The median age in the city was 34.3 years. 25.6% of residents were under the age of 18; 8.8% were between the ages of 18 and 24; 29.5% were from 25 to 44; 26.3% were from 45 to 64; and 9.9% were 65 years of age or older. The gender makeup of the city was 50.2% male and 49.8% female.

===2000 census===
As of the census of 2000, there were 5,070 people, 1,829 households, and 1,344 families residing in the city. The population density was 2,131.6 PD/sqmi. There were 1,868 housing units at an average density of 785.4 /sqmi. The racial makeup of the city was 93.87% White, 2.27% African American, 0.34% Native American, 1.10% Asian, 0.04% Pacific Islander, 0.99% from other races, and 1.40% from two or more races. Hispanic or Latino of any race were 2.78% of the population.

There were 1,829 households, out of which 38.1% had children under the age of 18 living with them, 55.7% were married couples living together, 12.5% had a female householder with no husband present, and 26.5% were non-families. 20.9% of all households were made up of individuals, and 6.3% had someone living alone who was 65 years of age or older. The average household size was 2.74 and the average family size was 3.17.

In the city, the population was spread out, with 29.1% under the age of 18, 8.1% from 18 to 24, 33.5% from 25 to 44, 19.7% from 45 to 64, and 9.6% who were 65 years of age or older. The median age was 34 years. For every 100 females, there were 98.6 males. For every 100 females age 18 and over, there were 97.9 males.

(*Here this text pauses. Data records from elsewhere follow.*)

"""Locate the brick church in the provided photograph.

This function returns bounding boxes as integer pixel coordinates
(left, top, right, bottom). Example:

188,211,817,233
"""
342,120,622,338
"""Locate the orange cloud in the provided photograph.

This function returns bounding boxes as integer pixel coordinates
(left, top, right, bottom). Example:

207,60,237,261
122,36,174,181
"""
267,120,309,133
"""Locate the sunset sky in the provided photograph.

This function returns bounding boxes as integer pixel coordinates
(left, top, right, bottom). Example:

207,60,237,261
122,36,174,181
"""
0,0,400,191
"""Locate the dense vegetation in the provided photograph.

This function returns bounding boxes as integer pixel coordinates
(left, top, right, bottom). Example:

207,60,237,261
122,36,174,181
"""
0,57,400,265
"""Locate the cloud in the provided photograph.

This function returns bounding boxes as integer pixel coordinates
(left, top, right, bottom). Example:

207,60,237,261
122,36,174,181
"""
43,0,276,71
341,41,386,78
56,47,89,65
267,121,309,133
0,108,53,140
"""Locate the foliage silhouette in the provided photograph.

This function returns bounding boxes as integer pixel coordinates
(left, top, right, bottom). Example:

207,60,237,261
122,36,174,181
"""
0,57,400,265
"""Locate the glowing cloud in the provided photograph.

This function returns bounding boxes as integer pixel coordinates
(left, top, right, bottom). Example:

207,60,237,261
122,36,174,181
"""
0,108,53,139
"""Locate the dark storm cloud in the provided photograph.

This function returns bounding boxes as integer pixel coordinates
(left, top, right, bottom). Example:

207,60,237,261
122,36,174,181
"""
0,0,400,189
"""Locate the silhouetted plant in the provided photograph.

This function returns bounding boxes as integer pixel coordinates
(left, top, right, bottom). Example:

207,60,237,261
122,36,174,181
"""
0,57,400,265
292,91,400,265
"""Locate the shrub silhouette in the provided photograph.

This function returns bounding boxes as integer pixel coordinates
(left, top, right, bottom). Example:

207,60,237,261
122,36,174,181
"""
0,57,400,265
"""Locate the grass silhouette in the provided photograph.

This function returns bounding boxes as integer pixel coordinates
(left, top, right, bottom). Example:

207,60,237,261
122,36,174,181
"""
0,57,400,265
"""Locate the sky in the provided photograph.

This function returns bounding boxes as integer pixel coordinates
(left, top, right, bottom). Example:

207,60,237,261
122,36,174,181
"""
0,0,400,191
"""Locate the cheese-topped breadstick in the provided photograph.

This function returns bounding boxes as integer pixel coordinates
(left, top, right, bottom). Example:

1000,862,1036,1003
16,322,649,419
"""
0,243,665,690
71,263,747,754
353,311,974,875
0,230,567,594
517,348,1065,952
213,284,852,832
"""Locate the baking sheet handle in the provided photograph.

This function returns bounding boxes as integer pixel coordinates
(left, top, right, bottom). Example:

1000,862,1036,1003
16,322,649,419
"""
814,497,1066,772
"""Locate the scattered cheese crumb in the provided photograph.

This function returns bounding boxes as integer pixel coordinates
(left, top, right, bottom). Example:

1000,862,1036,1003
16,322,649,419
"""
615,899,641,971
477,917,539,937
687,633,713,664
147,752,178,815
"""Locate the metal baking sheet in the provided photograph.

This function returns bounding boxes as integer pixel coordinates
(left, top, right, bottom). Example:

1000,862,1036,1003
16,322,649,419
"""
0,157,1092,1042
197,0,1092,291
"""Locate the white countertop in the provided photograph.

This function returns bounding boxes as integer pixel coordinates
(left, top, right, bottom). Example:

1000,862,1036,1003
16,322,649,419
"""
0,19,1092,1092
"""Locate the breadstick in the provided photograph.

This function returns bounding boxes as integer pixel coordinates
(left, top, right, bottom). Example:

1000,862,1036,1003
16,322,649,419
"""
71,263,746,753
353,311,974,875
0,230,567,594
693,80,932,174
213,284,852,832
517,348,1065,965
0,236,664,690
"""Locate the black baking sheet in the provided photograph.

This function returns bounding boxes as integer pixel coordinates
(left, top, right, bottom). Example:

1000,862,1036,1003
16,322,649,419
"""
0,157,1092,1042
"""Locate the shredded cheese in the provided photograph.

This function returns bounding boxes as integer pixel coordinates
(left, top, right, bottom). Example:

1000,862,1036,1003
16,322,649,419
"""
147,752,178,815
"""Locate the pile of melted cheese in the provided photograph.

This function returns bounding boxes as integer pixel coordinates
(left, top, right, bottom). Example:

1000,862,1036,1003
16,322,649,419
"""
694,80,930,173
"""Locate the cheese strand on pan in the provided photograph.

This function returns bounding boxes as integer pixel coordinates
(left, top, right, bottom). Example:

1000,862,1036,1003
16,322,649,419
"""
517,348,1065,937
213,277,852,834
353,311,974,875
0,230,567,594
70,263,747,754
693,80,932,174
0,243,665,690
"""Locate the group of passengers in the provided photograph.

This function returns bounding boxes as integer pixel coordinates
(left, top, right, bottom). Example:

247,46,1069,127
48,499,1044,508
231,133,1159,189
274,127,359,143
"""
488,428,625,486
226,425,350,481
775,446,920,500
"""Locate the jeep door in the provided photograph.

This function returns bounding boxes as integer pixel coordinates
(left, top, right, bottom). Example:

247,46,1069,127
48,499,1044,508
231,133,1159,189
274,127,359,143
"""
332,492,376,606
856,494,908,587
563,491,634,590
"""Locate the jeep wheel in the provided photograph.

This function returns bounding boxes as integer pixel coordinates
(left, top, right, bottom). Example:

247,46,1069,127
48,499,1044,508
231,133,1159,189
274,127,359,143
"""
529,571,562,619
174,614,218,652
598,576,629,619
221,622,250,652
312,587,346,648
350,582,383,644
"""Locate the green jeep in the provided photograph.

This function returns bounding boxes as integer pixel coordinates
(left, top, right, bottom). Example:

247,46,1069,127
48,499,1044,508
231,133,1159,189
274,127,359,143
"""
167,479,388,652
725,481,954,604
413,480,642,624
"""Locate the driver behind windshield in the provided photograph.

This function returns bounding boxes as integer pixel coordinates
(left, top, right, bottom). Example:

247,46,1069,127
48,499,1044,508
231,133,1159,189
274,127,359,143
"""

The median income for a household in the city was $50,805, and the median income for a family was $54,063. Males had a median income of $37,083 versus $29,143 for females. The per capita income for the city was $20,234. About 5.1% of families and 5.5% of the population were below the poverty line, including 7.6% of those under age 18 and 3.6% of those age 65 or over.